Social influence can be explicated as “an attempt to understand and explain how the thoughts, feelings, and behaviours of individuals are influenced by the actual, imagined, or implied presence of others” or further, as 'the actions, reactions, and thoughts of an individual that are influenced by other people or groups'. It takes three major forms: conformity, compliance and obedience. The focal point of this essay will be social influence through obedience, delving into Stanley Milgram's study and then looking at the ethical issues as well as situational factors that Milgram explored in order to determine why an individual will obey.

Obedience is a form of social influence in which an otherwise considerate individual receives order(s) from an authoritative figure and obeys them (although it may comprise destructive activities), as opposed to conformity in which requests are involved rather than orders, and compliance which involves altering your behaviour at the demand of another individual. Obedience requires hierarchy, in terms of power or authority, where another individual submits to the authoritative figure and follows what is said (the person giving the order will more than likely be of higher status than the person receiving it).

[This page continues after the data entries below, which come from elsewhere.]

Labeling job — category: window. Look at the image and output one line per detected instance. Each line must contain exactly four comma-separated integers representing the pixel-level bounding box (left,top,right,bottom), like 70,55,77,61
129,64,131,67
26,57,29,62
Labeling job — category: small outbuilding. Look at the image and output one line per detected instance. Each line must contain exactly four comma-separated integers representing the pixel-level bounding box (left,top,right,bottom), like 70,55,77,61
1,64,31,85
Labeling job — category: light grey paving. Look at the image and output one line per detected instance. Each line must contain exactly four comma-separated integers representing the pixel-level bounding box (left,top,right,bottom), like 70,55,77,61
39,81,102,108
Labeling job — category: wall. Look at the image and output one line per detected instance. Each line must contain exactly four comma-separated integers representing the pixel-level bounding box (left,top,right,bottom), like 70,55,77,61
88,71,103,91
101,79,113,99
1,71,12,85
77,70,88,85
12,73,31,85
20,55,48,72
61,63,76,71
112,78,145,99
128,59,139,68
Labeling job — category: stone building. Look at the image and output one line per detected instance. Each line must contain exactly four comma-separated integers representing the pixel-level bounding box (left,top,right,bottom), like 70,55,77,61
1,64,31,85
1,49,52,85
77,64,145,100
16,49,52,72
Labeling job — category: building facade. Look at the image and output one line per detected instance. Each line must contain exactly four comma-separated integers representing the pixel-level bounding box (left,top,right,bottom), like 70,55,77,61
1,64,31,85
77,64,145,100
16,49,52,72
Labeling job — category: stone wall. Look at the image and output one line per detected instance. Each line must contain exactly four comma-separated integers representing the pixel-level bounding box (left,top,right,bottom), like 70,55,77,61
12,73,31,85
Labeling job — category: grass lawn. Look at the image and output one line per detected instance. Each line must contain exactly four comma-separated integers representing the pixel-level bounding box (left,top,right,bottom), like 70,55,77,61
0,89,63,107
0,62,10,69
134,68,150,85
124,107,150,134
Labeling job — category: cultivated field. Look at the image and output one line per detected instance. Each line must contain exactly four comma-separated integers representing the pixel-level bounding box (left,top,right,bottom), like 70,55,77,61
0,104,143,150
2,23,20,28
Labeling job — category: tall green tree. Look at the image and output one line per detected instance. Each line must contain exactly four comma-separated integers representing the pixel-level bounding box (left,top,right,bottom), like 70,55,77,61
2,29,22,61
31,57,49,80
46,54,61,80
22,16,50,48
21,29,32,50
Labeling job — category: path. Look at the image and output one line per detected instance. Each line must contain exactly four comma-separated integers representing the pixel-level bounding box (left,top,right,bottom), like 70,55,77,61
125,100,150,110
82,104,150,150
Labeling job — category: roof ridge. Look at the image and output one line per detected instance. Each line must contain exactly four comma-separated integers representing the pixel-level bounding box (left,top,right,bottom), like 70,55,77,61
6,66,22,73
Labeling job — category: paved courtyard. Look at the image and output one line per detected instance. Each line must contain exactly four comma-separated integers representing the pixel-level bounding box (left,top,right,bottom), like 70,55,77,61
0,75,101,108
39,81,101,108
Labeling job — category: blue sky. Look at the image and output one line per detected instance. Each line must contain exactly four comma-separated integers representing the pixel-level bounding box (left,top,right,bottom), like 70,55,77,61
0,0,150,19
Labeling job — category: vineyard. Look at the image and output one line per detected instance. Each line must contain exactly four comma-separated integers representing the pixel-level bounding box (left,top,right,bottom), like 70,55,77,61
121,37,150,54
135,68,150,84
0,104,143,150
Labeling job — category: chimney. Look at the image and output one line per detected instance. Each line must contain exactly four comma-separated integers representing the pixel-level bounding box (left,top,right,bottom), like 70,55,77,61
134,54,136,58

Stanley Milgram (1933-1984) was fascinated by the work of Solomon Asch (1907-1996), who studied, and conducted, conformity experiments (the Asch Paradigm). Asch (1951) wanted to examine how far social pressure, by a group, could push an individual to conform to their norms, and Milgram wanted to expand on this study - Asch's findings showed that individuals could be influenced and manipulated easily to conform to the pressure of groups. However, Milgram wanted to explore further and find out how far people were prepared to go. He was strongly intrigued by the Adolf Eichmann case, in which Eichmann had been put forward for trialing, due to having planned and carried out mass deportation of Jews during the Second World War (WWII). This trial ignited Milgram's interest in 'obedience' as throughout the duration of the trial, Eichmann claimed that he had only been following orders, and therefore did not feel culpable of his actions, as he had simply been obeying his superiors' orders and was not the one who made the ultimate decision to eradicate those being kept hostage.

Milgram then put into effect the question 'are Germans different?' He wanted to know why Germans were enthusiastic to kill Jews at the time of the Holocaust and if it was just that Germans were generally evil. The aim of Milgram's experiment was to find out whether people would go as far as to harm others around them, to follow authoritative orders, and how powerful the pressure to obey is.

In order to test his hypothesis ('Germans are different'), Milgram set up an experiment in which there were two participants, and each was assigned a different role: the teacher (this role was always given to the participant) or the learner (this role was always assigned to Milgram's assistant). Both the teacher and learner were put into different rooms. The experimenter would begin by asking the teacher to give the learner an electric shock every time he answered a question incorrectly. Unknowingly, the teacher was presenting the learner with innocuous electric shocks, but the voltage did increase for every wrong answer given, from 15-450 volts. The experimenter's role was to provide the participant with orders if they refused to give the learner their supposedly 'deserved' electric shock in the case of a wrong answer. The experimenter did this by utilising a series of prods (orders). Four prods were used, and if the first was not acknowledged, the experimenter would move onto the next. The first prod was 'please continue', with the second being 'the experiment requires that you continue'. The third and fourth prods were 'it is absolutely essential that you continue,' and 'you have no other choice, you must go on' respectively. What distinguished the final prompt was the fact that it was the only prompt that could be recognised as one of an unqualified order. Results from this study demonstrated that all participants were willing to reach 300 volts and 65% were more than happy to go the full length of 450 volts.

Milgram produced several variations of his study by carrying out 18 different versions, with one being a change in location. These variations saw the situation (independent variable) being altered to see how and whether obedience (dependent variable) would be affected. The variation of Milgram's study that used a change in location, had the aim of seeing whether the level of obedience would diminish if carried out in a less estimable environment. The findings of this research demonstrated that obedience dropped by 47.5%, concluding that obedience was affected by the environment presented. The reason for this may have been because the participate felt that as they were in a less serious setting, they were unconstrained.